Investigadores apuram possível alerta prévio a Daniel Vorcaro e aliados; cunhado foi encontrado pronto para embarcar para Dubai na véspera da ação
A Polícia Federal passou a investigar a possibilidade de vazamento de informações sigilosas na Operação Compliance Zero, que apura um suposto esquema de fraudes financeiras envolvendo o Banco Master e seu controlador, o banqueiro Daniel Vorcaro. A suspeita ganhou força após dois alvos da investigação serem encontrados em aeroportos, prontos para viajar, na véspera da segunda fase da operação, deflagrada nesta quarta-feira (14).
Um dos casos que acendeu o alerta entre os investigadores foi o do empresário Fabiano Campos Zettel, cunhado de Vorcaro. Ele foi localizado na madrugada no Aeroporto Internacional de Guarulhos, em São Paulo, prestes a embarcar em um jatinho com destino a Dubai. Zettel chegou a ser detido, mas foi liberado em seguida. O celular do empresário foi apreendido para análise.
Outro alvo da operação, o investidor Nelson Tanure, também foi encontrado em um aeroporto. Ele estava no Galeão, no Rio de Janeiro, com passagem para um voo doméstico com destino a Curitiba. Assim como Zettel, Tanure teve o celular apreendido e foi liberado.
Para investigadores da PF, a coincidência de deslocamentos às vésperas da deflagração da operação pode indicar que informações sensíveis tenham sido repassadas previamente aos investigados, o que, se confirmado, configuraria grave violação ao sigilo das investigações.
Histórico de tentativas de viagem
Não é a primeira vez que a investigação envolve tentativas de saída do país. Na primeira fase da Operação Compliance Zero, em novembro do ano passado, o próprio Daniel Vorcaro foi preso no Aeroporto de Guarulhos, quando se preparava para viajar a Dubai em avião particular. À época, segundo a PF, havia indícios de que o banqueiro tentava deixar o país rumo à Europa. Dias depois, Vorcaro foi solto por decisão judicial.
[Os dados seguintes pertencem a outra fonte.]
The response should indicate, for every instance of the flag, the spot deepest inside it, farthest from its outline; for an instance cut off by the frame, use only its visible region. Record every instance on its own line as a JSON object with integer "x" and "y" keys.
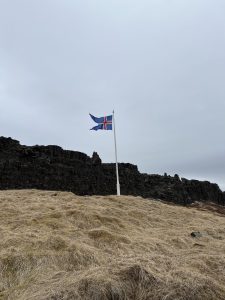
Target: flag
{"x": 104, "y": 123}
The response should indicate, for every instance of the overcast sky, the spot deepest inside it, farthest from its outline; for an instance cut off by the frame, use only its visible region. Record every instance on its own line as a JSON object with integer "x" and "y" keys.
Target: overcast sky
{"x": 159, "y": 63}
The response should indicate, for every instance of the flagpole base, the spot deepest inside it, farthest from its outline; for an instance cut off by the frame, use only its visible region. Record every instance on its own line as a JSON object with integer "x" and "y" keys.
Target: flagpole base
{"x": 118, "y": 189}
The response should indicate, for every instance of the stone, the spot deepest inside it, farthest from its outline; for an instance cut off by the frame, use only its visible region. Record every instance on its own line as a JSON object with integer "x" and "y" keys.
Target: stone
{"x": 196, "y": 234}
{"x": 52, "y": 168}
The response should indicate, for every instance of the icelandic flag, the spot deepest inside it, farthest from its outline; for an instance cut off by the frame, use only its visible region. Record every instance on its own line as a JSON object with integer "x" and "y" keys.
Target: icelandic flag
{"x": 104, "y": 123}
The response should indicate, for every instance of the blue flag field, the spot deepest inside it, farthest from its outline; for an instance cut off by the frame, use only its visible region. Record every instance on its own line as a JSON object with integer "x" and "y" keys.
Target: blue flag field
{"x": 104, "y": 123}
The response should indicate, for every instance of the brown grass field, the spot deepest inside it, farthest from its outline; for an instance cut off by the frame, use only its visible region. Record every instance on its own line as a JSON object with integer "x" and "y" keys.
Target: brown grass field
{"x": 55, "y": 245}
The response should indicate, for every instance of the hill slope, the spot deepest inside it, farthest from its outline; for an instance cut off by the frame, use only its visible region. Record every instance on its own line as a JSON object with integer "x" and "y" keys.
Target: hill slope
{"x": 52, "y": 168}
{"x": 55, "y": 245}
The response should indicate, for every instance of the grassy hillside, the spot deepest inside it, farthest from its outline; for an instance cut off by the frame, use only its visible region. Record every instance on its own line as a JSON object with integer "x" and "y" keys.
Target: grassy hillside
{"x": 55, "y": 245}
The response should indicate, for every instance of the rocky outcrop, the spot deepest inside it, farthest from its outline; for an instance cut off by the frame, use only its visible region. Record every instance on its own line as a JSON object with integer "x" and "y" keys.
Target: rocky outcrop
{"x": 52, "y": 168}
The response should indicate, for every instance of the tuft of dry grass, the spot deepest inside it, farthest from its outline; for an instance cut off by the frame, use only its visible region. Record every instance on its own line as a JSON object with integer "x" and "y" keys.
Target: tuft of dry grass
{"x": 55, "y": 246}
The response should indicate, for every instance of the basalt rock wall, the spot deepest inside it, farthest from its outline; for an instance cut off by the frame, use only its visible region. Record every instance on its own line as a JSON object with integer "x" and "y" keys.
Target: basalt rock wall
{"x": 52, "y": 168}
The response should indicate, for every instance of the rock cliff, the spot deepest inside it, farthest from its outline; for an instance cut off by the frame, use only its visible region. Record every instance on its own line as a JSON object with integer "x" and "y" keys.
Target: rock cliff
{"x": 52, "y": 168}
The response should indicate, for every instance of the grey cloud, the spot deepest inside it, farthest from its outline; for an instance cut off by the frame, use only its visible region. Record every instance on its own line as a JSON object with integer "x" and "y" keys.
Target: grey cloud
{"x": 160, "y": 64}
42 mandados e bloqueio de R$ 5,7 bilhões
A segunda fase da operação cumpriu 42 mandados de busca e apreensão, autorizados pelo ministro Dias Toffoli, do Supremo Tribunal Federal (STF). As diligências atingem endereços ligados a Daniel Vorcaro e a familiares próximos, incluindo o pai e a irmã do banqueiro.
Além das buscas, a Justiça determinou o bloqueio de bens e valores que ultrapassam R$ 5,7 bilhões, aprofundando o cerco patrimonial em uma investigação que envolve cifras bilionárias e possíveis prejuízos ao sistema financeiro.
Em nota, a defesa de Daniel Vorcaro afirmou que o banqueiro tem colaborado integralmente com as autoridades e que todas as medidas judiciais serão cumpridas “com total transparência”. Os advogados também alegam que ainda não tiveram acesso aos autos da investigação.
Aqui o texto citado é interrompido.